Nos anos 70-80 estas técnicas expandiram-se para o resto da América do Norte, para a América do Sul, para a Austrália e para a Nova Zelândia, representando (segundo Derpsch, R.) em 2009 a área de sementeira directa relativamente à área semeada: 23% nos E.U.A., 60% no Brasil, 60% na Argentina, 65% no Paraguai. Segundo Crabtree, B., a adopção por parte dos agricultores no Oeste da Austrália era, em 2004, de 82%, e representava 9 milhões de hectares.
Um pouco mais tarde investigadores europeus começaram a trabalhar sobre a mobilização de conservação, mais concretamente na mobilização reduzida, tendo sido os resultados obtidos bastante prometedores.
No entanto, a técnica foi vista com muita reserva pelos agricultores europeus, os quais, altamente incentivados a produzir pela PAC com preços dos produtos agrícolas protegidos do exterior, não viram necessidade de recorrer a estas técnicas, ficando o conceito apenas restringido aos investigadores.
Portugal não foi excepção. A investigação começou nos anos 70 no Instituto Superior de Agronomia e no INIA (até à data) e depois foi acompanhada pela Universidade de Évora a partir dos anos 80. Também cá, houve reserva na adopção das técnicas por parte dos agricultores. Em meados dos anos 90, dois irmãos, agricultores, trouxeram para Portugal a técnica da mobilização na zona, técnica esta muito utilizada por agricultores das regiões frias dos E.U.A., os quais, precisando de aquecer o solo para a sementeira, optaram pela passagem de uma só alfaia de bicos, o subsolador, que mobilizava apenas a zona de sementeira, deixando a entrelinha intocável e coberta de resíduos vegetais (restolhos e palhas) da cultura anterior, o que permitia o aquecimento da faixa a semear e, consequentemente, uma melhor cama para a semente.
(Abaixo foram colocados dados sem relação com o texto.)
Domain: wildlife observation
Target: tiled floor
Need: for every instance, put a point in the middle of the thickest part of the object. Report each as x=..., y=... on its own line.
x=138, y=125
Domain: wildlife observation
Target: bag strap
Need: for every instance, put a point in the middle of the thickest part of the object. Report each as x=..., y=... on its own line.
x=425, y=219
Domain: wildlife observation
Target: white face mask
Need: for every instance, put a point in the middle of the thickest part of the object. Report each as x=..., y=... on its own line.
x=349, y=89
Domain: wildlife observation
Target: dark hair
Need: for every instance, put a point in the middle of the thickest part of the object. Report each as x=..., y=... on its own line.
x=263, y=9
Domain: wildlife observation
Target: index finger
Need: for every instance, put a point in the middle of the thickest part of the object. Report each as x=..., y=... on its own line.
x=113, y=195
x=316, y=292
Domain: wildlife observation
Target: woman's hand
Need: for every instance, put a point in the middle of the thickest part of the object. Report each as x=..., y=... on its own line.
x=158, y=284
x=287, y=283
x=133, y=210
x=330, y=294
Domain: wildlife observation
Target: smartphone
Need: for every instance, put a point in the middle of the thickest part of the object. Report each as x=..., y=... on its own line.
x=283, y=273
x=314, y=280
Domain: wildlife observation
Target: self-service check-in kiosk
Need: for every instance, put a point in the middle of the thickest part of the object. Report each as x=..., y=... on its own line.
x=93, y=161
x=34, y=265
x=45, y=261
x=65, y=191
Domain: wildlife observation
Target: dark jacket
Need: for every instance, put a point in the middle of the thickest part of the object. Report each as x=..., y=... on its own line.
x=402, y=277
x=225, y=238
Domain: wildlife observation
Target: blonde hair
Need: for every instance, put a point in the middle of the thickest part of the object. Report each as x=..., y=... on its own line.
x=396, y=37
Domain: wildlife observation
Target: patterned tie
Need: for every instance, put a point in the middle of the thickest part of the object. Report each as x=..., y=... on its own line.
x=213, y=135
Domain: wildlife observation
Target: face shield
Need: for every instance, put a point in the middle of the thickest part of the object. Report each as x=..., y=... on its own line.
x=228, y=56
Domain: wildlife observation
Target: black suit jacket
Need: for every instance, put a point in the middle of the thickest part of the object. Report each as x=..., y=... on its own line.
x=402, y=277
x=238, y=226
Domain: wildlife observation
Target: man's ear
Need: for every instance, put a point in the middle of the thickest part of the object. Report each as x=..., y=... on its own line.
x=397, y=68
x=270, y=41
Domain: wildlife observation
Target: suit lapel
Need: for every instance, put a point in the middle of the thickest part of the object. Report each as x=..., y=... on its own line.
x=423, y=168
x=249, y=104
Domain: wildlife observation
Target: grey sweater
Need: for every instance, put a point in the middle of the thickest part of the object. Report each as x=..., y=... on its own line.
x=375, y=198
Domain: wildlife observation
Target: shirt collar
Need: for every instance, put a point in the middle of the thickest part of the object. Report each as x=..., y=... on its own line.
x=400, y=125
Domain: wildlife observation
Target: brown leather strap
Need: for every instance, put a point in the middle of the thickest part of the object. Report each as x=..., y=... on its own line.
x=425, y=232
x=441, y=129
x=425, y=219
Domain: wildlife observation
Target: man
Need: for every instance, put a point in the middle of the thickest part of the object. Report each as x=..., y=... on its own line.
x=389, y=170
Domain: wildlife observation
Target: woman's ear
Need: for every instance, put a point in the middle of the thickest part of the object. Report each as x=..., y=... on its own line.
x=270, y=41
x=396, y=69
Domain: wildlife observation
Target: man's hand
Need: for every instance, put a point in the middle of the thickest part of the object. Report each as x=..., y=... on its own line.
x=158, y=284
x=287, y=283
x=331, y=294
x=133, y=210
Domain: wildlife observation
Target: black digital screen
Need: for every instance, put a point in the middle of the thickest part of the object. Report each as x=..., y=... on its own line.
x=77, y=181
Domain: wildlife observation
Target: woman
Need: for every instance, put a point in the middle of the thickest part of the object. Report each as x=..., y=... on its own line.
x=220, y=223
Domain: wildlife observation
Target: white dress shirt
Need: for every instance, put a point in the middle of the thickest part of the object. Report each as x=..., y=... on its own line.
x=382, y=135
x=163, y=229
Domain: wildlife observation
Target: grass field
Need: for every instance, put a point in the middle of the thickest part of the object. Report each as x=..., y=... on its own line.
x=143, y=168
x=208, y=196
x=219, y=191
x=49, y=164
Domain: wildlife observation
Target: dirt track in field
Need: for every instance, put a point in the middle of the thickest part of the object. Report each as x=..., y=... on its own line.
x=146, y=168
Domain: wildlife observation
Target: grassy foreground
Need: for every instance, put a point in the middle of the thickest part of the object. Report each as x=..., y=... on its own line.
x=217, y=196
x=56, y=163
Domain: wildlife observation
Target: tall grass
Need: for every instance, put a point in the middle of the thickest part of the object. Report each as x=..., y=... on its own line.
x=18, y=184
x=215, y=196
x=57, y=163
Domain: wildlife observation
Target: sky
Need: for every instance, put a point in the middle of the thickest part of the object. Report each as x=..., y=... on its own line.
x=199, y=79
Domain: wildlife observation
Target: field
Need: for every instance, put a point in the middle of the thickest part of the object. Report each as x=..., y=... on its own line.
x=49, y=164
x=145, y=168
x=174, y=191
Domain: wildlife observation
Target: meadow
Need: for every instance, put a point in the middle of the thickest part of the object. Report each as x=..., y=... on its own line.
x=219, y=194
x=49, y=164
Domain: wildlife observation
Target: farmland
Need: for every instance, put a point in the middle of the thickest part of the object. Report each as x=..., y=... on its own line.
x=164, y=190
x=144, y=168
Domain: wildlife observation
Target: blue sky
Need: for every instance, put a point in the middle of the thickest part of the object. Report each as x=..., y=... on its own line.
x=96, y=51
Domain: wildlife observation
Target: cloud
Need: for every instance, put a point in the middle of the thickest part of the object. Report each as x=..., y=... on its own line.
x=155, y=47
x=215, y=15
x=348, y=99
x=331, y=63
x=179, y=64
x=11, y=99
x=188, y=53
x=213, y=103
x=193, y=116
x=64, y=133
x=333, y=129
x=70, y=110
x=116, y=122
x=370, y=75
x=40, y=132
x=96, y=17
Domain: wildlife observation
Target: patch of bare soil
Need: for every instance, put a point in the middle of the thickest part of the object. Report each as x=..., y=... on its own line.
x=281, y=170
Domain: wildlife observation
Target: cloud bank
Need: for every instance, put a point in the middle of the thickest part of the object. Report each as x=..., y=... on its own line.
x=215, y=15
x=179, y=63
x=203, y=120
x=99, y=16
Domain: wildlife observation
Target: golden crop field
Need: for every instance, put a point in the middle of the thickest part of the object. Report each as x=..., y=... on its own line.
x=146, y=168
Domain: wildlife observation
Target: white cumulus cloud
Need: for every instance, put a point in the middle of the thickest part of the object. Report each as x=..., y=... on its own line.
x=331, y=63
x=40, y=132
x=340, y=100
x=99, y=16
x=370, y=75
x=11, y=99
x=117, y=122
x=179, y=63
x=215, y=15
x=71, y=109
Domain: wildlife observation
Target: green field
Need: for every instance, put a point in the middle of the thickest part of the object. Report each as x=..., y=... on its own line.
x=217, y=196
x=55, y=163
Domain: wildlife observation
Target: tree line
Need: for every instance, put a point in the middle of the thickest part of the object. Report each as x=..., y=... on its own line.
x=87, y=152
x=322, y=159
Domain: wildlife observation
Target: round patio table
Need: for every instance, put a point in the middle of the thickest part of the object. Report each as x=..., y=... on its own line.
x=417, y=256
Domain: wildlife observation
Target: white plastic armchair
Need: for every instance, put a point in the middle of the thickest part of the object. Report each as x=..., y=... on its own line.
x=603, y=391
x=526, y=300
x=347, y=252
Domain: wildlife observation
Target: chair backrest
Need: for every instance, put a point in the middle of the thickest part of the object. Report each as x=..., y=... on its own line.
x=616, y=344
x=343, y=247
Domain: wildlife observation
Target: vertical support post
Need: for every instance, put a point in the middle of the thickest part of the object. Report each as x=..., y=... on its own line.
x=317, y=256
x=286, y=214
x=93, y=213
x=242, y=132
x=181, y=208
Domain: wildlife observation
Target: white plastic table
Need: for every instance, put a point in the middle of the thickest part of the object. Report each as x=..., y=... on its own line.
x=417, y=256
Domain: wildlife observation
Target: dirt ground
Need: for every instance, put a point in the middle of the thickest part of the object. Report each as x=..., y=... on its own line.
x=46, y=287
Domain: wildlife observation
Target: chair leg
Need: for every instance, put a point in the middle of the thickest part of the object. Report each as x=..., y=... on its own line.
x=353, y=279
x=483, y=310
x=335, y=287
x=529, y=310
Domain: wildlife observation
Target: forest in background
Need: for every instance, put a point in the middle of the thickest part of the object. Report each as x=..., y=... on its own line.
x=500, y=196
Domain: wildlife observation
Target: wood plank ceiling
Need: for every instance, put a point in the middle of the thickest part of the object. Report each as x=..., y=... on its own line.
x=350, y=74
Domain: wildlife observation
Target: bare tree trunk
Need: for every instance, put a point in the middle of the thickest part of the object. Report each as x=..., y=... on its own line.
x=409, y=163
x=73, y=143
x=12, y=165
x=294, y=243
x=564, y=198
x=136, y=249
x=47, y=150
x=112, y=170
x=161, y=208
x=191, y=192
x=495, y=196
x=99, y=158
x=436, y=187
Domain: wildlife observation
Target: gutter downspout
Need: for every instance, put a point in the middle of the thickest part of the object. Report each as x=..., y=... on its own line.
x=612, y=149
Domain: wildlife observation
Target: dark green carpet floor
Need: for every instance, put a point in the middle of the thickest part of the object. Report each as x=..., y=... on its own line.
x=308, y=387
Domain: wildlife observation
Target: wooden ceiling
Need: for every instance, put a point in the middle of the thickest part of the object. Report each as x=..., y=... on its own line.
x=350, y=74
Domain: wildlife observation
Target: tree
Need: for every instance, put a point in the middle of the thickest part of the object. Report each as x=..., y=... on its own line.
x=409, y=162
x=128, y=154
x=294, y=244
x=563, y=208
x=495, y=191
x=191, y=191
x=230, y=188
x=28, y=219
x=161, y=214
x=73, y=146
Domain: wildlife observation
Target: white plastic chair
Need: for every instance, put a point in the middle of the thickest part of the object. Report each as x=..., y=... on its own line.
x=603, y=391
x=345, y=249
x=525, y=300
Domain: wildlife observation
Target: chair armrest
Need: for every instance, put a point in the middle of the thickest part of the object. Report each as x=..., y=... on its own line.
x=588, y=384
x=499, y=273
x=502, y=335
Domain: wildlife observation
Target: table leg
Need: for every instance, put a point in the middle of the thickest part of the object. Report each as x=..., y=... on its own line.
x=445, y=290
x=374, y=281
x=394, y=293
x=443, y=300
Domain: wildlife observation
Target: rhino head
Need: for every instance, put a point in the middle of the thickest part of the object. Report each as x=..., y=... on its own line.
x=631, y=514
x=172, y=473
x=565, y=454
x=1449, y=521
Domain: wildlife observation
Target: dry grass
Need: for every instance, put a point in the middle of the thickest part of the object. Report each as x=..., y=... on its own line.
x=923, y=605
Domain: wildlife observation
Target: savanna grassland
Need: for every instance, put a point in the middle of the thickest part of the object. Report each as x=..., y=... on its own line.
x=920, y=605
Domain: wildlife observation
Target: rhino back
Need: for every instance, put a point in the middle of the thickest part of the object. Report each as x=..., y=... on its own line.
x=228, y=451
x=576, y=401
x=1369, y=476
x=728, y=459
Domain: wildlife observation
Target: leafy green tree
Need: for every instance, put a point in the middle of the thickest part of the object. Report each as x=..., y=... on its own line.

Além disso, dinamizaram com outros agricultores e investigadores da Universidade de Évora a constituição da APOSOLO – Associação Portuguesa de Mobilização de Conservação do Solo. Esta associação tem vindo, desde então, a apoiar e defender os agricultores, investigadores e empresas privadas no seu trabalho de adopção e adaptação das práticas inerentes à AC às diferentes realidades do nosso país.